According to the code, jeremy’s using encoder outputs weighted average as opposed to hidden states weighted average as a final hidden state used by the decoder?
Comment / Digression: The German " Er lietbe zu essen " does indeed mean " He loved to eat" however, in spoken German, the passive form is more often used. Hence, if this was a spoken language translator (memory recalls), the person would need to say " Er hat zu essen geliebt." We would never pick that up from a text corpus.
A similar, but probably more powerful, idea is to use beam search: get top N predictions for word1, then try to predict the word2 using all N word1guesses, get top N of every word2 predictions. By now you have N^2 pairs of word1 and word2 predictions. Then sort them by probability, reduce to N best options, predict word3 for each N options, …
This approach doesn’t have a drawback of using not the best prediction. At the same time it helps to avoid the case when some word in the middle of the sequence is predicted incorrectly and it screws up the rest of the sequence.
Why use tanh instead of ReLU in the attention mini-net?
Where is the loss function for the attentional NN?
Could I think of attention as training a classifier for which words in ‘German’ map to which words in ‘English’?
It is learned along with the encoder-decoder.
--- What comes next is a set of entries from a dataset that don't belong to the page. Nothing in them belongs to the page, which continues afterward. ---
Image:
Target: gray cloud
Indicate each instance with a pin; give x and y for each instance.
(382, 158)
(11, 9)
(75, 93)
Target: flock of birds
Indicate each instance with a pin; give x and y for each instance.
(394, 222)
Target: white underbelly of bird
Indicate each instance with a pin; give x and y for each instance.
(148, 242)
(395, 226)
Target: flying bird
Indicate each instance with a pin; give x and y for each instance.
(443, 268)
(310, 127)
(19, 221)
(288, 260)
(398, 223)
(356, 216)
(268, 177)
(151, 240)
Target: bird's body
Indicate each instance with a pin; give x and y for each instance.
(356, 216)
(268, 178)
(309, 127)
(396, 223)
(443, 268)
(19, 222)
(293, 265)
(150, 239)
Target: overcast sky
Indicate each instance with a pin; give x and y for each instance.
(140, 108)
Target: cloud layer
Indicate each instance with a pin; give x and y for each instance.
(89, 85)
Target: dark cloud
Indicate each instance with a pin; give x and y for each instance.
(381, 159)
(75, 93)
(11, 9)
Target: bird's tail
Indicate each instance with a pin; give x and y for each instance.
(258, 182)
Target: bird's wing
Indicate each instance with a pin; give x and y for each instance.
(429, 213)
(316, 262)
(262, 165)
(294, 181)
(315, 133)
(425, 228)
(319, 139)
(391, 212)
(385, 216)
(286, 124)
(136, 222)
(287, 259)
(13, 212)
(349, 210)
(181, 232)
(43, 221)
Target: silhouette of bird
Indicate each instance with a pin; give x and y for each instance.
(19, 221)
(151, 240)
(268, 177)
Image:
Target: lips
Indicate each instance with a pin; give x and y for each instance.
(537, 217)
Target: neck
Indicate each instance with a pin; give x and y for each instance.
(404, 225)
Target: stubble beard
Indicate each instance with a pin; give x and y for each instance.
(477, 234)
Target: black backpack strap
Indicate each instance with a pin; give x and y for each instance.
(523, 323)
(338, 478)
Hence the loss is the decoder loss I presume.
Loss is where the label is, so probably the same loss that we had before. No special loss.
I guess the attentional net is integrated into the seq2seq model, so it uses the same loss.
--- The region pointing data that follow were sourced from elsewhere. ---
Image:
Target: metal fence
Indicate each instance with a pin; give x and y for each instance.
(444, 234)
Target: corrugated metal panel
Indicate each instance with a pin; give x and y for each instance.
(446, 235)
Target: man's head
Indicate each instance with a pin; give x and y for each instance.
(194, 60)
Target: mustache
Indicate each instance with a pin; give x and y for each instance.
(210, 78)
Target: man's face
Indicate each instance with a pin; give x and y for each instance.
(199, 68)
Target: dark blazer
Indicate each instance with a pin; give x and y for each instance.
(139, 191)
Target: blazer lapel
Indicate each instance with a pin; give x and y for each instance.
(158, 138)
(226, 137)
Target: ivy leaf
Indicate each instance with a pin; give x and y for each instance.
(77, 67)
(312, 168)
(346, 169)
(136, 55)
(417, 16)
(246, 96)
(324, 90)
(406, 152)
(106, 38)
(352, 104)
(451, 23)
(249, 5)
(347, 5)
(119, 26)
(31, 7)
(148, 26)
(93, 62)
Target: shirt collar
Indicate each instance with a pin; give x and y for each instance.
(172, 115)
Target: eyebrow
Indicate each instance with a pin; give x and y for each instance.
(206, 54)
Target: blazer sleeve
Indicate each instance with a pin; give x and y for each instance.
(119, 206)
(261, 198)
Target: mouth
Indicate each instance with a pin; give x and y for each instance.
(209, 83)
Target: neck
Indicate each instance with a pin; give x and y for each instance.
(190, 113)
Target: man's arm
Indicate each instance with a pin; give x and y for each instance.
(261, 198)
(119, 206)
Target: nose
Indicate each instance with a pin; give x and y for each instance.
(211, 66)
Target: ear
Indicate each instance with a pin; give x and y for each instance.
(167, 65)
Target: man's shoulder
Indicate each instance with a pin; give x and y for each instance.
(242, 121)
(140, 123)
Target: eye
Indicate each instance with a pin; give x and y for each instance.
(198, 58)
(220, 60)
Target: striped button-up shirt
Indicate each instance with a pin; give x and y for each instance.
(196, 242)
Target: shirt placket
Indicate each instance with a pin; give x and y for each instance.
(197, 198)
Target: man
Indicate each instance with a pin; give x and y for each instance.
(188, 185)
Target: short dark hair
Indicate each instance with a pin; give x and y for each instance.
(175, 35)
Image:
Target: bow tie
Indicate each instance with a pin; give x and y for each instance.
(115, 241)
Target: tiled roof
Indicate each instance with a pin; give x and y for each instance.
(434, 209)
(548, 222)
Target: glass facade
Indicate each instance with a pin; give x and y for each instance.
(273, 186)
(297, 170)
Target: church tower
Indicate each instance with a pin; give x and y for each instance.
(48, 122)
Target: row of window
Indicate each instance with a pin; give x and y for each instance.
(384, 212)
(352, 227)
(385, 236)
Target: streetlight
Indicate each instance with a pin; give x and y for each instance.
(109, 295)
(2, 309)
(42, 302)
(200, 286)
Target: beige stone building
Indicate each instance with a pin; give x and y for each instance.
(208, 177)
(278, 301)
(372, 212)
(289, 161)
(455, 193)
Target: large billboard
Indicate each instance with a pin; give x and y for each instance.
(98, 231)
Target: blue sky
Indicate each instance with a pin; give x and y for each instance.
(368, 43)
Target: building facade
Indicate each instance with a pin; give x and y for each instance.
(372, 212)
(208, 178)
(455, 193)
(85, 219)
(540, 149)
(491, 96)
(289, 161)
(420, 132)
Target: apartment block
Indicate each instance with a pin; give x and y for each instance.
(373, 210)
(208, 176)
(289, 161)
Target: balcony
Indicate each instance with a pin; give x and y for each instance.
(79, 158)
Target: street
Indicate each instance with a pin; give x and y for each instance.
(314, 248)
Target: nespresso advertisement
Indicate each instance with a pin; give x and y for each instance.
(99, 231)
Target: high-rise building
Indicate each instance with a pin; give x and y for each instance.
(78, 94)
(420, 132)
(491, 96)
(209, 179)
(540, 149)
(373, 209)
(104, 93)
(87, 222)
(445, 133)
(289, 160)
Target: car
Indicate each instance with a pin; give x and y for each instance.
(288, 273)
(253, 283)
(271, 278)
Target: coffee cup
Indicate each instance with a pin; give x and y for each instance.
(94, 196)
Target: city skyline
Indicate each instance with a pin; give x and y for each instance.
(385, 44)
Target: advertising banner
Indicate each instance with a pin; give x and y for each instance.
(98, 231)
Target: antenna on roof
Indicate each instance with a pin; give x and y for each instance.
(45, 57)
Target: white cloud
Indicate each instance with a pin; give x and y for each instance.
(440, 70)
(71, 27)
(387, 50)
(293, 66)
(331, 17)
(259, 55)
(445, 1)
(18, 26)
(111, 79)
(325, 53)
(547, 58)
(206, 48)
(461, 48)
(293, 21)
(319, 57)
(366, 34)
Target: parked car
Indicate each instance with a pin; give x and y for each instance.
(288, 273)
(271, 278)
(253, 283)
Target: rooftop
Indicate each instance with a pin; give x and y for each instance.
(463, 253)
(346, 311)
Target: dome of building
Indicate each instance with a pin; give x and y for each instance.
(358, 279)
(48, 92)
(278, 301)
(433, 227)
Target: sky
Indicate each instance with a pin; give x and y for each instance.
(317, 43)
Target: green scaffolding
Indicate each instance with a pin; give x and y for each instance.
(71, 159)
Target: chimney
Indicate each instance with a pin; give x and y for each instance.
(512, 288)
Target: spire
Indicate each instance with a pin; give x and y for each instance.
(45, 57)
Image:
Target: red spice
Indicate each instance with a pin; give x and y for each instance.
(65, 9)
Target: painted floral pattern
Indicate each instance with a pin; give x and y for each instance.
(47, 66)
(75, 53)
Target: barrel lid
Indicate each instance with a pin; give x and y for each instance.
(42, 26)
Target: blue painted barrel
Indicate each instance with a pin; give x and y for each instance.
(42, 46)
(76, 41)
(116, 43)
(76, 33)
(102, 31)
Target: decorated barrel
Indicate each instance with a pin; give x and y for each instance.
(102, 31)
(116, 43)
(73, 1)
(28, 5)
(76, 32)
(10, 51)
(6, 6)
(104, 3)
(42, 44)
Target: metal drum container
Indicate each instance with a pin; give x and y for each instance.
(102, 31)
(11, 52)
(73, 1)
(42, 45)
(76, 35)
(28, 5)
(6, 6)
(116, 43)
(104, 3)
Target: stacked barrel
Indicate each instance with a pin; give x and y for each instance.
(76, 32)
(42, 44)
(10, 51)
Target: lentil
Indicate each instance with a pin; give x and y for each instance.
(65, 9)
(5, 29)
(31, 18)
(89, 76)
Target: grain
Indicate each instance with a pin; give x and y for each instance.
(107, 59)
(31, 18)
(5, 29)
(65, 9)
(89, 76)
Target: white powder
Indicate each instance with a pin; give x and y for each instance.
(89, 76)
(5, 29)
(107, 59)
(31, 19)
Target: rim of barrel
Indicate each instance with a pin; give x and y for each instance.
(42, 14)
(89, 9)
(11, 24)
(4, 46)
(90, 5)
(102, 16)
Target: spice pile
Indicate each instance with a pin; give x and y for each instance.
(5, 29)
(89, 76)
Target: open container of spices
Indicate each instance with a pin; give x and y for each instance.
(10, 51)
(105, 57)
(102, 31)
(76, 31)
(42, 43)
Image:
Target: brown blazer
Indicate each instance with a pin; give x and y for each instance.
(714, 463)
Are the attention weights learned per word in the vocabulary or per word position?
The loss fn is for the overall net (end-to-end) - the same reason we don’t have separate loss fns for each layer.
For the softmax, does the width (number of classes) it outputs determines how many timesteps to weight over? If so, how wide is it?
Why accuracy is not measured here?
how would you measure accuracy?
I highly recommend this brilliant talk by Stephen Merity on the significance of attention and what it generally does to a network. Also he talks about regularization and AWD LSTM.
 - Stephen Merity, Attention and Memory in Deep Learning Networks, https://www.youtube.com/watch?v=uuPZFWJ-4bE&t=1261s
I guess, by comparing those translations which are correct vs total
Check the BLEU score, it discusses how you can measure the translation “quality” without resorting to exact comparison (which is almost always too much to ask).
So… there is no line of code which points out the weights, but it’s magic in
Parameter which tells PyTorch “hey, this is part of the thing you need to optimize with the overall loss function”, I think.
Why do we call this end to end but not the previous one which differs by just couple of layers from the previous?